Monday 17th January 2022

Leaving 22/51 #LifeThisWeek. 67/2021.

Leaving 22/51 #LifeThisWeek. 67/2021.

When I saw this optional prompt, my mind went to writing more about “leaving my role as a school principal” and then I thought, I have already written about that here and here.

Sometimes we can leave without knowing it will be the last time we do that.
I find that a challenge in some ways. Sad, but true.

This is my late mother on Dad’s 83rd birthday making sure there was a cake for celebration. She could no longer make one but a store bought one sufficed and my daughter and her kids, along with my niece were there…11 January 2007.

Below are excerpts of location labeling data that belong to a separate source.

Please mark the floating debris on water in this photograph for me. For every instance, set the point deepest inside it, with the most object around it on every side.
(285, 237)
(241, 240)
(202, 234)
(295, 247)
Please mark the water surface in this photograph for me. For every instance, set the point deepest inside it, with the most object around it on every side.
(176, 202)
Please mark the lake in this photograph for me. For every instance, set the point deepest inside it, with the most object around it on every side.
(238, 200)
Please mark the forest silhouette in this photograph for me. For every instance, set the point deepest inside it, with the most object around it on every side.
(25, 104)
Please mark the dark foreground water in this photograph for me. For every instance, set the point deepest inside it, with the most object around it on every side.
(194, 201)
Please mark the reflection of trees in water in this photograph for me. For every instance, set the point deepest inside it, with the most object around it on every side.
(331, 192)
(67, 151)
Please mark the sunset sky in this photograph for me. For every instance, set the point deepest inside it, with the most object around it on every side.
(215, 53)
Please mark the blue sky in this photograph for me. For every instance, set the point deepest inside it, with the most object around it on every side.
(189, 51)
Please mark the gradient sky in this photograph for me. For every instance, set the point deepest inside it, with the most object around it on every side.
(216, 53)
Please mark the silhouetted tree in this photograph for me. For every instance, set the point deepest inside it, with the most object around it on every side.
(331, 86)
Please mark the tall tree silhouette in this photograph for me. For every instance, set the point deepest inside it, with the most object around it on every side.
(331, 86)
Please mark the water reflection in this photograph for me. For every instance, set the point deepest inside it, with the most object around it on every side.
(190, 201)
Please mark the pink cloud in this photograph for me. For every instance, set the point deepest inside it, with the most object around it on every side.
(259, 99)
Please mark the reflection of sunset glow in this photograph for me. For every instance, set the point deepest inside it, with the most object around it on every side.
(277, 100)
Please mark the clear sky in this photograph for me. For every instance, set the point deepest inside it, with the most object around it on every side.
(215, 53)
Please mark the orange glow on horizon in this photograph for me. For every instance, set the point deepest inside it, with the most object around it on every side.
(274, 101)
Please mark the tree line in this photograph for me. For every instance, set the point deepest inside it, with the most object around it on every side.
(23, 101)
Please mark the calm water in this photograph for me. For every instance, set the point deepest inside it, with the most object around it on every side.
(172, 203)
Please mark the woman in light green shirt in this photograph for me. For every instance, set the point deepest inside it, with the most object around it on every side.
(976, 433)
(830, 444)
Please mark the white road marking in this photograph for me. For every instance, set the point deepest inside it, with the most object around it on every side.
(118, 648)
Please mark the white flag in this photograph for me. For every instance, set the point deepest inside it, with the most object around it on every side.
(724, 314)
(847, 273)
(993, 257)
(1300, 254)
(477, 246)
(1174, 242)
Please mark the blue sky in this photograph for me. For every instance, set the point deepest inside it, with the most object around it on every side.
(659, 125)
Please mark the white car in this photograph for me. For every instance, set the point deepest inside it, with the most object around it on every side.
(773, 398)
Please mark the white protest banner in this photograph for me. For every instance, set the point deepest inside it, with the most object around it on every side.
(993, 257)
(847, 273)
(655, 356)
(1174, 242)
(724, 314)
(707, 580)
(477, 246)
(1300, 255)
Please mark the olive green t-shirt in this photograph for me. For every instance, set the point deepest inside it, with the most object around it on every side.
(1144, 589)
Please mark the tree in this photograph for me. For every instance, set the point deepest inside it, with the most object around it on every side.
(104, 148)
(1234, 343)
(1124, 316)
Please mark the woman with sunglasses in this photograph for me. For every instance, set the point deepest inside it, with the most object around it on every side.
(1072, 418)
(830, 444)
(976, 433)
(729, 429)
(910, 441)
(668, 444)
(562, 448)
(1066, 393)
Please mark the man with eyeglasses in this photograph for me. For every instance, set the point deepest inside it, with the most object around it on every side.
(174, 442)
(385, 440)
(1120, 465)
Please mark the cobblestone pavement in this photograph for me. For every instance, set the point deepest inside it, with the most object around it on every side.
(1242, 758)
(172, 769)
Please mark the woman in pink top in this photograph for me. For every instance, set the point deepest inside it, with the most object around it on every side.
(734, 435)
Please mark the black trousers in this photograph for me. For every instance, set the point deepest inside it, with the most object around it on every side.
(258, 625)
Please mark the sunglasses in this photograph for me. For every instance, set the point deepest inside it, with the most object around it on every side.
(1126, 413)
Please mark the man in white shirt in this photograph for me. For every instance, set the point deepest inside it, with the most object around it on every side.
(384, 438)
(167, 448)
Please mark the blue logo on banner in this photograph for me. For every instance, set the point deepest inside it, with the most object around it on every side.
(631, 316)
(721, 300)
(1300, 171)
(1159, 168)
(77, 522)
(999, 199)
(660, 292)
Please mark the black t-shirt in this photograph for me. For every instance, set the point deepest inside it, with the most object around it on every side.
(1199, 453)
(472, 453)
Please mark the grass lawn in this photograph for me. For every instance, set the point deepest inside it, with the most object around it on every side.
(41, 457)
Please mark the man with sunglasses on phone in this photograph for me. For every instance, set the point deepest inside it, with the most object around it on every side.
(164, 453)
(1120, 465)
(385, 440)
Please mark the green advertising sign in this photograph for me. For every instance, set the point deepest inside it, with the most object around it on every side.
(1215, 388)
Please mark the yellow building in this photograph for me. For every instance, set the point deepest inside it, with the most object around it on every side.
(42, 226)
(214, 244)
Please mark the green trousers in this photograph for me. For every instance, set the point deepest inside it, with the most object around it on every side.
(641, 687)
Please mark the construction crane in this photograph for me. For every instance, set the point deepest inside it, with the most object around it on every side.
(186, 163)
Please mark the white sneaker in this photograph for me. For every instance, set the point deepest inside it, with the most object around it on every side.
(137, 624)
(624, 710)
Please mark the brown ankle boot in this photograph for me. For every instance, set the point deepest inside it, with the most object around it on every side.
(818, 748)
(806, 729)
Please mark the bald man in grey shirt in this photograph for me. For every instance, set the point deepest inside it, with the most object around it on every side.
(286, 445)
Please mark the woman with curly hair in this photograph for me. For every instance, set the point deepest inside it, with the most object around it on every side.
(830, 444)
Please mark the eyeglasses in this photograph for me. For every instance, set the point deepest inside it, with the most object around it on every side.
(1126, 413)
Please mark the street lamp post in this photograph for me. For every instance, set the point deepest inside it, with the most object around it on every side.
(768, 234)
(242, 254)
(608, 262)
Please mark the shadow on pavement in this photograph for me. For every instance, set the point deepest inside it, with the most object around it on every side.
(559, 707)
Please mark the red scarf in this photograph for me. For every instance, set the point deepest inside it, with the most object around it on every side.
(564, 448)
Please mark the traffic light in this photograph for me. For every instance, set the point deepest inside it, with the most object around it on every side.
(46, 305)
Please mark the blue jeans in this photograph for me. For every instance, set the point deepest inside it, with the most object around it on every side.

We did not know how unwell Mum actually was until the following couple of weeks which were a quick succession of trips to ED, back home, admission to private hospital, MRIs & more and then….a diagnosis. My mother had secondary brain tumours with within 2 months of this photo she died. She, along with Dad and her family and her treating doctors agreed ‘no surgery nor treatment’. We never did know the primary source.

Whilst we, her family, did expect that her health would deteriorate rather rapidly, it was always her wish to “stay at home” but she admitted to Dad, that she knew this was all too much for him as she became bed ridden  and incontinent and she agreed with his decision, made with her long-time G.P. that some kind of palliative care at a local private hospital would be the best for her.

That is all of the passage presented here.